As the space inside a structure becomes increasingly more valuable, building managers are utilizing rooftop space more and more. With this increased usage, there also becomes an increased demand placed on the rooftop support systems that are needed to safely secure the piping, ductwork, and other crucial operational systems. In other words, if the design and installation of a proper support system is not part of the discussion during the first planning stages of new construction, the entire project could be at risk. To avoid such risk one option is to consult an engineer to receive a PE stamp.
Here are all the things you need to know about a PE Stamp for your rooftop support systems:
What is Reviewed?
With so much at stake, it’s no surprise that many building project managers turn to Professional Engineers (PEs) to review and assess the size, quality, and other important characteristics of their rooftop pipe and equipment support systems.
When a PE approves a plan, he or she is certifying that the design meets all known local building standards and regulations, thereby reducing the potential liability for building owners, designers, architects, and other engineers involved with the project.
Who can become a PE?
Professional Engineers are experienced, licensed professionals bound by the highest standards of excellence and ethics in their fields. According to National Society of Professional Engineers PE’s must:
- Earn a four-year degree in engineering from an accredited engineering program
- Pass the Fundamentals of Engineering (FE) exam
- Complete four years of progressive engineering experience under another PE
- Pass the Principles & Practice of Engineering (PE) exam
- Earn a license from their state's licensure board
Additionally, in order to retain their licenses, PEs must work to continually maintain and improve their skills throughout their entire careers.
What is a PE Stamp?
Upon receiving their PE license, individuals are able to register with the state in which they plan to practice and receive a personalized stamp with their license number on it. PEs can then use this stamp of approval after preparing or carefully reviewing their clients’ engineering plans and drawings. It is also important to note that PEs are only able to certify and submit plans in the state in which they received their license.
Are PEs Always Necessary?
Successfully engineering and selecting the proper supports to correctly distribute weight, enhance safety, and preserve rooftop warranties can be a very demanding endeavor. A single unplanned roof penetration or support failure could have catastrophic consequences during a severe weather event.
While it is always a good idea to have a PE review any building plan, actual requirements do vary from state to state. Here in Texas for example, a member of the Texas Board of Professional Engineers is required to review projects that make use of public money with planned expenditures greater than $8,000, construction of all two-story buildings, and apartment buildings of eight units or more.
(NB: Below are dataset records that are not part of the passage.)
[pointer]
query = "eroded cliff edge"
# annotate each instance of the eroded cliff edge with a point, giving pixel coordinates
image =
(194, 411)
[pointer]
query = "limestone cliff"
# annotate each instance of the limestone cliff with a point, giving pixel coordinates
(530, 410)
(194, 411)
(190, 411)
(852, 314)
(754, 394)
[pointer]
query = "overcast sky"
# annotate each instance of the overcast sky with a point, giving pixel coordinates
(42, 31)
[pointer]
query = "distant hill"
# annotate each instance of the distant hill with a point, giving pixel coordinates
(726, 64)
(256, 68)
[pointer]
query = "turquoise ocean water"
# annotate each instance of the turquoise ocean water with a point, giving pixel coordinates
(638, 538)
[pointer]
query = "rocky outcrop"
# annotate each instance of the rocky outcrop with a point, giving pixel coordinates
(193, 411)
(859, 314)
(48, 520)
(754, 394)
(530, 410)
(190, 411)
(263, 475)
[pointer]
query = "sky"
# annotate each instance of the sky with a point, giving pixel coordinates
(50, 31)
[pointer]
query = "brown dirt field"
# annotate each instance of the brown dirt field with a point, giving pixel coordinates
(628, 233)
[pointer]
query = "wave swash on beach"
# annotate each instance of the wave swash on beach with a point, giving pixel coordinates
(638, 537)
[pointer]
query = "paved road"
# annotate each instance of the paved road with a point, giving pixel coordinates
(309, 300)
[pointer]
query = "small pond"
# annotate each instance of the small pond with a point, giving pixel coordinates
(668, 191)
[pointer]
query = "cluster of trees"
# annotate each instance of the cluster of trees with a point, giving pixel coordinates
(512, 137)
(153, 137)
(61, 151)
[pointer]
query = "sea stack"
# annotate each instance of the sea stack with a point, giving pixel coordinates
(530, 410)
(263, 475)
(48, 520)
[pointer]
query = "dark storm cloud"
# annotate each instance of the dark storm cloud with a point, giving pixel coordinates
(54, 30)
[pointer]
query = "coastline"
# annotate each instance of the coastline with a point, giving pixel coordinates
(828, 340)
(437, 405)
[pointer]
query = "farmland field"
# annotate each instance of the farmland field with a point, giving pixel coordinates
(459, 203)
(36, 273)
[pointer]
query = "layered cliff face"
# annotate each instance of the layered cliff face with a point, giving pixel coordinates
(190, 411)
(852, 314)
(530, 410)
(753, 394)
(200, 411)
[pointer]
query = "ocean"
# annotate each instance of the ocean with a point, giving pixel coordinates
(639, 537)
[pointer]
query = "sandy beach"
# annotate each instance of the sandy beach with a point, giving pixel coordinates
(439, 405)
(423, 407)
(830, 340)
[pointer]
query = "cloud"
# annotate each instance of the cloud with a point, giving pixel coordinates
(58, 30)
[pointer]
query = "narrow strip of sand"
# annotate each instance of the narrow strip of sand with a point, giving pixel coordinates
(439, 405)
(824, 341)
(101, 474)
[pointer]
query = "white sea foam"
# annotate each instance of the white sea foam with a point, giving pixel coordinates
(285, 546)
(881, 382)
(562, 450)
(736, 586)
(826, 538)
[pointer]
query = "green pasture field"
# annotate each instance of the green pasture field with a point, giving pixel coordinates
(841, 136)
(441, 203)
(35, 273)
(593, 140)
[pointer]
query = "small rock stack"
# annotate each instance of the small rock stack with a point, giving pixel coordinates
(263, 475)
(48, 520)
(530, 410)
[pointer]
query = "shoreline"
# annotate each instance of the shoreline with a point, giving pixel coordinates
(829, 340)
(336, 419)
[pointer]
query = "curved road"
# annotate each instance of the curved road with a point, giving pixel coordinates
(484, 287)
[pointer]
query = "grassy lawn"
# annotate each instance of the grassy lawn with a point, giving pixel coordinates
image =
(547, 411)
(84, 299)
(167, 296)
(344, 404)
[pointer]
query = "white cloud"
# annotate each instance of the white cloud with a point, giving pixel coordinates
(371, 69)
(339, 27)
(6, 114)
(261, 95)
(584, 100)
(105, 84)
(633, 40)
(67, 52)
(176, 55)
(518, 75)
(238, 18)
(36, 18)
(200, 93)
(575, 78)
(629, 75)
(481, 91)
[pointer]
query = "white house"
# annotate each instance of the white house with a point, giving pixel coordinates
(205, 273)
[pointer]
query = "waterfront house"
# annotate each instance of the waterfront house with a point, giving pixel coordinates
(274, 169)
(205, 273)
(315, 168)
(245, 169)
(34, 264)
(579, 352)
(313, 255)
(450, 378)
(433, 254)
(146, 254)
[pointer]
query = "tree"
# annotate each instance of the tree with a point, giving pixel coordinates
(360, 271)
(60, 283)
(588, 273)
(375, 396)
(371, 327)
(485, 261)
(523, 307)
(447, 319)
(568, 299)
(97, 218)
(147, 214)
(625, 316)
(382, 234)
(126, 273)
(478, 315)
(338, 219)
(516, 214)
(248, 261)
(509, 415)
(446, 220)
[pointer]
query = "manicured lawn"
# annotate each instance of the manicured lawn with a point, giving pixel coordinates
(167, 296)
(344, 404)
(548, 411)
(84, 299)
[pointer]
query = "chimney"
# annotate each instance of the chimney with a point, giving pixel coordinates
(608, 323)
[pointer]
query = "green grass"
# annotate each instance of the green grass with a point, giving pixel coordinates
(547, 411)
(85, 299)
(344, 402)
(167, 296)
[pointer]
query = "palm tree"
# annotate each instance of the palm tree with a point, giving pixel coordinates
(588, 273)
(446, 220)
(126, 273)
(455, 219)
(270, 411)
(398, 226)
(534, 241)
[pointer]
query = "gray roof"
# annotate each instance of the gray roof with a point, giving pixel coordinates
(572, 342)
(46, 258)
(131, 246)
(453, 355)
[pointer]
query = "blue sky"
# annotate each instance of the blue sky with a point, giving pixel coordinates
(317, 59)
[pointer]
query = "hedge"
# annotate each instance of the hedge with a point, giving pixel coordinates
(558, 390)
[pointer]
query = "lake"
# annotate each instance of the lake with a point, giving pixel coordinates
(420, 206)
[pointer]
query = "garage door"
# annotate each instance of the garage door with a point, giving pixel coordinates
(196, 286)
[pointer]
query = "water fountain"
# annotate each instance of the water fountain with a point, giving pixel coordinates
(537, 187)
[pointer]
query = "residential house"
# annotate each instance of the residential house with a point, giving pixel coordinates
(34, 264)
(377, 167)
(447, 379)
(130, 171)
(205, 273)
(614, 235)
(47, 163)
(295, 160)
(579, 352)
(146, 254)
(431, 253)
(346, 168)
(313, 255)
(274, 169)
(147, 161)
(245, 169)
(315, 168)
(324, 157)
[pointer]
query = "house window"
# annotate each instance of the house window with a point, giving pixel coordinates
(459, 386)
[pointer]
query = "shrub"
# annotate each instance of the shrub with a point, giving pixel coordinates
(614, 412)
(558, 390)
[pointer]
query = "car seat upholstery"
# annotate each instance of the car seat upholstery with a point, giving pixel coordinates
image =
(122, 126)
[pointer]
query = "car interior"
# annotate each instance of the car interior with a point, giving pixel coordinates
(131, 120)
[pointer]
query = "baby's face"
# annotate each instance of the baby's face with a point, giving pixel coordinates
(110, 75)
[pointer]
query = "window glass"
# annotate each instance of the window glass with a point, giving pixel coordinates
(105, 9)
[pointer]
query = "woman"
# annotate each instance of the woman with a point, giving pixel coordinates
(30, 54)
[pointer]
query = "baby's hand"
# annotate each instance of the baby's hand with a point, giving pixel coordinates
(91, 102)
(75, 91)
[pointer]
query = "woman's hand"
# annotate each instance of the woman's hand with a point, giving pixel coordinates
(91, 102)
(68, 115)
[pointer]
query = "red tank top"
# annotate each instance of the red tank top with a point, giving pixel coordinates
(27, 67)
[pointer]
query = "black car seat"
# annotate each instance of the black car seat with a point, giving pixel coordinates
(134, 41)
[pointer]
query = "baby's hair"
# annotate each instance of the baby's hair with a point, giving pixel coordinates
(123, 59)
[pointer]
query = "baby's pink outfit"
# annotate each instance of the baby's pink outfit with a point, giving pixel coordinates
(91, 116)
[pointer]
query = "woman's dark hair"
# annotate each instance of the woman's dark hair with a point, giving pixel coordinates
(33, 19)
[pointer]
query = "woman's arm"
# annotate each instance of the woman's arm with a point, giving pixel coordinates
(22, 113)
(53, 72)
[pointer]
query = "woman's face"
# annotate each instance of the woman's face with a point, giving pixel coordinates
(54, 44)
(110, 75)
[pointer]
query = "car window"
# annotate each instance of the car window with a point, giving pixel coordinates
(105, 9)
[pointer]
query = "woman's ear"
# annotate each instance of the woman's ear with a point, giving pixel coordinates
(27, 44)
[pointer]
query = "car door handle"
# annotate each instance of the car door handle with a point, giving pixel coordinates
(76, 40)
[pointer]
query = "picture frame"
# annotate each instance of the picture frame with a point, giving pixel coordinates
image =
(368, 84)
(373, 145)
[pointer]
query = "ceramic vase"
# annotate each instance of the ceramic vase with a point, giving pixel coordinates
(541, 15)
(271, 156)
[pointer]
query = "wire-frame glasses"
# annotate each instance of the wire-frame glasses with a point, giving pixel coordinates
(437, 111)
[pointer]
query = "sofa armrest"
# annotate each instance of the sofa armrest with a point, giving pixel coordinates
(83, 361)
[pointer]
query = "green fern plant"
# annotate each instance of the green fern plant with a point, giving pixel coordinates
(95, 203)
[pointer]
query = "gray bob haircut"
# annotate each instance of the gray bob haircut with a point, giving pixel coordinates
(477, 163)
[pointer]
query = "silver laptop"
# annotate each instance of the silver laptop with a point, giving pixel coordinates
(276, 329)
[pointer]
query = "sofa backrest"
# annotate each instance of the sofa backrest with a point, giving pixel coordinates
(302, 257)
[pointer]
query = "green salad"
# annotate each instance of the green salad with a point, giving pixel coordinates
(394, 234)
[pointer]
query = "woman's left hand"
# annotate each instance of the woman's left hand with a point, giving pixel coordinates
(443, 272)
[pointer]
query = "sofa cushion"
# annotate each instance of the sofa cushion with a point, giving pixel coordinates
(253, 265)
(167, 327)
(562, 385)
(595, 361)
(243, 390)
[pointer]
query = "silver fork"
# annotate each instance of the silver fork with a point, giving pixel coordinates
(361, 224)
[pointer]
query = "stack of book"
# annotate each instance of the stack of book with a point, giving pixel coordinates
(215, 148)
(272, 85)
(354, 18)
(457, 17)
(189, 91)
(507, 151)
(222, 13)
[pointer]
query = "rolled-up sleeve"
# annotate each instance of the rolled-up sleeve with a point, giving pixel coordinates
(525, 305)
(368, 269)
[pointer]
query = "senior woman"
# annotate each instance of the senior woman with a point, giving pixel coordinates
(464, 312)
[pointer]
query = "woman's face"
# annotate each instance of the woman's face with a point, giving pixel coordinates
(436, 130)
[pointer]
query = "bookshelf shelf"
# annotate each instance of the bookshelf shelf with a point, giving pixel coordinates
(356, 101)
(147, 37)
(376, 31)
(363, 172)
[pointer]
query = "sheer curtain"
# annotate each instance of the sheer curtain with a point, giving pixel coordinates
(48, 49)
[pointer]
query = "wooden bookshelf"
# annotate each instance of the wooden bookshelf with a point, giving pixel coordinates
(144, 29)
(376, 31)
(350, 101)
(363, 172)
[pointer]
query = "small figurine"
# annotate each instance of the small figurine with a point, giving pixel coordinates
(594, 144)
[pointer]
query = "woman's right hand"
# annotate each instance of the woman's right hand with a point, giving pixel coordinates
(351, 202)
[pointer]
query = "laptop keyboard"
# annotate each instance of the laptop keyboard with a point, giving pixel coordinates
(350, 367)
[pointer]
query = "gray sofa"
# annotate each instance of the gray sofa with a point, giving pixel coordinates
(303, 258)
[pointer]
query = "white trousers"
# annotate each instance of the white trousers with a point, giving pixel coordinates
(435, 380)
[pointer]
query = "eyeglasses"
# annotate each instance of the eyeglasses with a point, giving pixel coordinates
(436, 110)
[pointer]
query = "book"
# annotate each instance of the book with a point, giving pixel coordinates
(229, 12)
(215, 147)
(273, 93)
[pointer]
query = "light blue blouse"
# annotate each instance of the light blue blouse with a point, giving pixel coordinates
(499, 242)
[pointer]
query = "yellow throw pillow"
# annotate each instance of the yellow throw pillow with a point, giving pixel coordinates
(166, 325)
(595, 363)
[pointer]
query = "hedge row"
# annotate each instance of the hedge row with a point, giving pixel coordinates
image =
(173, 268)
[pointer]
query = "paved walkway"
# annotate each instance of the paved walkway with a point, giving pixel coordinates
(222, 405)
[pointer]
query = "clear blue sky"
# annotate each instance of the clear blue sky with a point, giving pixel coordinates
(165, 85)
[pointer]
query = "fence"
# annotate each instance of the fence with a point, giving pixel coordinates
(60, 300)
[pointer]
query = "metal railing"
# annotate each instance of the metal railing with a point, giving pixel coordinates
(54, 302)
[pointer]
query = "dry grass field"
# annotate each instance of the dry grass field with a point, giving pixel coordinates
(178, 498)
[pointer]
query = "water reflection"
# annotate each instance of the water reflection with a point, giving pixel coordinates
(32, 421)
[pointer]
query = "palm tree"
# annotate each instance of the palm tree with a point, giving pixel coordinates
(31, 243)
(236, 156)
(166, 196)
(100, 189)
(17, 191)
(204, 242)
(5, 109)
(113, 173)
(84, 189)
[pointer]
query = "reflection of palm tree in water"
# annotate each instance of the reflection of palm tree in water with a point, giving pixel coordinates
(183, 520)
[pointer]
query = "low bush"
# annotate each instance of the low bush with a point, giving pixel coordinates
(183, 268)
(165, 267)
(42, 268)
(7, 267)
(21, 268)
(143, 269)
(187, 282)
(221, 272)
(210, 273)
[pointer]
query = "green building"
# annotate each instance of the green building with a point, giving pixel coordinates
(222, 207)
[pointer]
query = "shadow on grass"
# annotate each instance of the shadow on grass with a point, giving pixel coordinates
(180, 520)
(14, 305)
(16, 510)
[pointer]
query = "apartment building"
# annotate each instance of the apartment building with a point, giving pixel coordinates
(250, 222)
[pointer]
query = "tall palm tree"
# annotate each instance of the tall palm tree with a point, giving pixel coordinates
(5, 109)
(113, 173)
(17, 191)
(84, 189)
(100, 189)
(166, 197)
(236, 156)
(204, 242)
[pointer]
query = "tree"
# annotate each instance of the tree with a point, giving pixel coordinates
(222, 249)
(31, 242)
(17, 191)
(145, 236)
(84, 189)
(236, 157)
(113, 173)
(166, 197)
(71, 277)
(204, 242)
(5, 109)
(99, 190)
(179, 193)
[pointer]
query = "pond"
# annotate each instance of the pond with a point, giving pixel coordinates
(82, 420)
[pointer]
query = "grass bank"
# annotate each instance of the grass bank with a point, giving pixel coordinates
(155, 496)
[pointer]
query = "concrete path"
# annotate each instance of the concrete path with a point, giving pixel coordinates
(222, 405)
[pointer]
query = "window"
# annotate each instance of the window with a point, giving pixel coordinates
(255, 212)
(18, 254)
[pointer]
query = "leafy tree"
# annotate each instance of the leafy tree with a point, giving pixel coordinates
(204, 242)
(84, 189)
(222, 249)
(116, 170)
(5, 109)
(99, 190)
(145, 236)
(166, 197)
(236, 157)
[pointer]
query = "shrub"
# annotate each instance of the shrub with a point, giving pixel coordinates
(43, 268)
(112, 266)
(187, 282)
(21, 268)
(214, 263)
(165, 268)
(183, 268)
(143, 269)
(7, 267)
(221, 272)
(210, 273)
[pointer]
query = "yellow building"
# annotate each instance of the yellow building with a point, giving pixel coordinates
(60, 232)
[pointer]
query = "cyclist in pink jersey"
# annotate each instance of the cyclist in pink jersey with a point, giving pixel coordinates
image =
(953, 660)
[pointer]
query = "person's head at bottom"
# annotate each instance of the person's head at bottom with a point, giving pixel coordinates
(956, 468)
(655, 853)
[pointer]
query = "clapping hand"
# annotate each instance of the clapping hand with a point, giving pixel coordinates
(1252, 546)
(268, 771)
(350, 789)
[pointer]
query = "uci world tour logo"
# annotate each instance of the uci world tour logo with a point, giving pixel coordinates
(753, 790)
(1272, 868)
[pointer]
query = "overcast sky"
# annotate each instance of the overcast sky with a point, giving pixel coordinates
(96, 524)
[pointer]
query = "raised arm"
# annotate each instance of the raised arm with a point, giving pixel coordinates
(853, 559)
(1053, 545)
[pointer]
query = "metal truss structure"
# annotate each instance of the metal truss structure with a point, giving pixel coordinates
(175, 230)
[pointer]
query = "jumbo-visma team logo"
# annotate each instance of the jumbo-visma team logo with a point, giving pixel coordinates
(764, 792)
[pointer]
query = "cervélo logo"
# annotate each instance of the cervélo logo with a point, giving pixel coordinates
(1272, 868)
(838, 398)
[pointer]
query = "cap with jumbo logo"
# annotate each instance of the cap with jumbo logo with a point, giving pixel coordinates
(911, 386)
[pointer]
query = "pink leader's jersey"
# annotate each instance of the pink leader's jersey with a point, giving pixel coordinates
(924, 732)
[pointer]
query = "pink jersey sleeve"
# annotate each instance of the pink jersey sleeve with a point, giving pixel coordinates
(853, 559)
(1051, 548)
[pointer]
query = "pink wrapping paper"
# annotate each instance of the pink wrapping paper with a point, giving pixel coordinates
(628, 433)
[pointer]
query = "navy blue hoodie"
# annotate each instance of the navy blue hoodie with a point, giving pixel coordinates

So no, a PE stamp is not always necessary.
City and Town Requirements
One of the most common issues that will often require a PE stamp is when a structure is planned for a location that is known for experiencing hazardous natural events such as seismic events (earthquakes), exceptionally high winds, soil erosion, flooding, or mountainous regions that experience very high snowfall amounts.
While Professional Engineers are not required to supervise projects during construction, their familiarity with weather and other unique conditions of a specific location allow PEs to be able to quickly assess building designs and recommend alternative, more appropriate building features and components when necessary.
The Manufacturers’ Role
Some vendors, especially those who specialize in designing and manufacturing custom rooftop support systems, often submit detailed plans prior to actually manufacturing the supports. This way, when construction begins, contractors can be sure that the entire rooftop system is in compliance with state and local building codes – avoiding potentially costly delays.